Martinez then ended his cross-examination of the witness, prompting the defense to again go over the PTSD results with their expert witness.

During redirect, Samuels said Arias scored very high on the test. Her answers, his interviews with her and the evidence he has reviewed all support his diagnosis for PTSD, he said.

The defense is expected to continue their redirect of Samuels on Wednesday, when the trial resumes at 4 p.m. ET.


03/19/2013 7:32 PM EDT


The judge has called the evening recess.

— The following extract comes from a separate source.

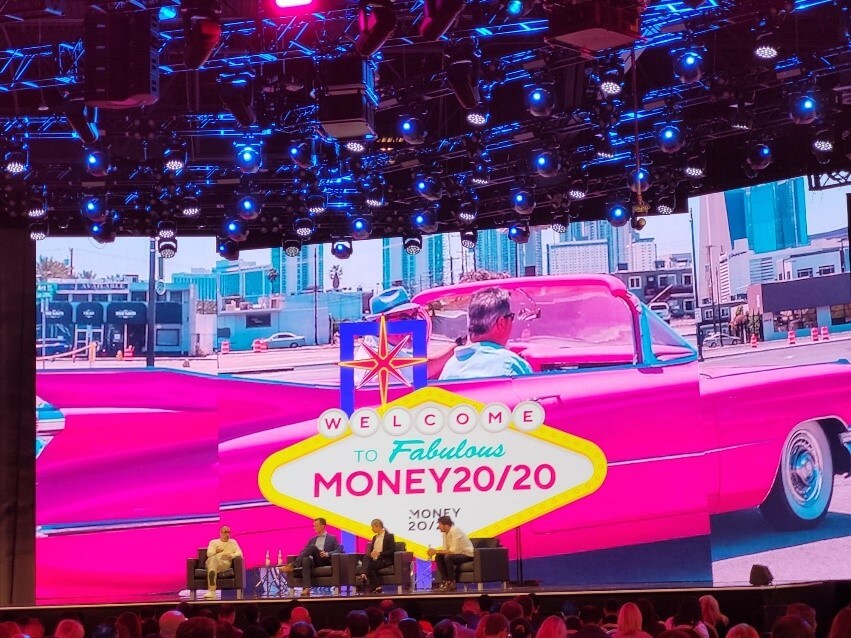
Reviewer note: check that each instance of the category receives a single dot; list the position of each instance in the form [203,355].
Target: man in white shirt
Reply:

The trial will resume on Wednesday.

03/19/2013 7:30 PM EDT

On The Gun:

Samuels said Arias told him she was not sure if the gun was loaded and indicated she had not fired a gun before.

03/19/2013 7:28 PM EDT

'Come On Judge'

03/19/2013 7:26 PM EDT

Yet Another Sidebar

The attorneys are at another sidebar with the judge.

03/19/2013 7:26 PM EDT

Arias Out Of The Closet:

Samuels said during a subsequent meeting with Arias on June 9, 2010 she told him about grabbing the gun and running out of the closet.

03/19/2013 7:19 PM EDT

Another Sidebar

The attorneys are at another sidebar with the judge.

03/19/2013 7:15 PM EDT

More On The Activities Of June 4, 2008:

"She let out a scream ... He kept coming toward her [and] they fell on the ground ... they wrestled and she was finally able to get up and flee," Samuels said of what Arias told him.

03/19/2013 7:13 PM EDT


The attorneys are at another sidebar with the judge. Martinez objected to the line of questioning regarding what Arias told Samuels occurred on June 4, 2008.

03/19/2013 7:12 PM EDT

June 4, 2008

Samuels said Arias told him she ran out of the closet and held the gun up.

03/19/2013 7:10 PM EDT


Samuels said Arias told him about what happened in the closet and the bathroom on June 4, 2008.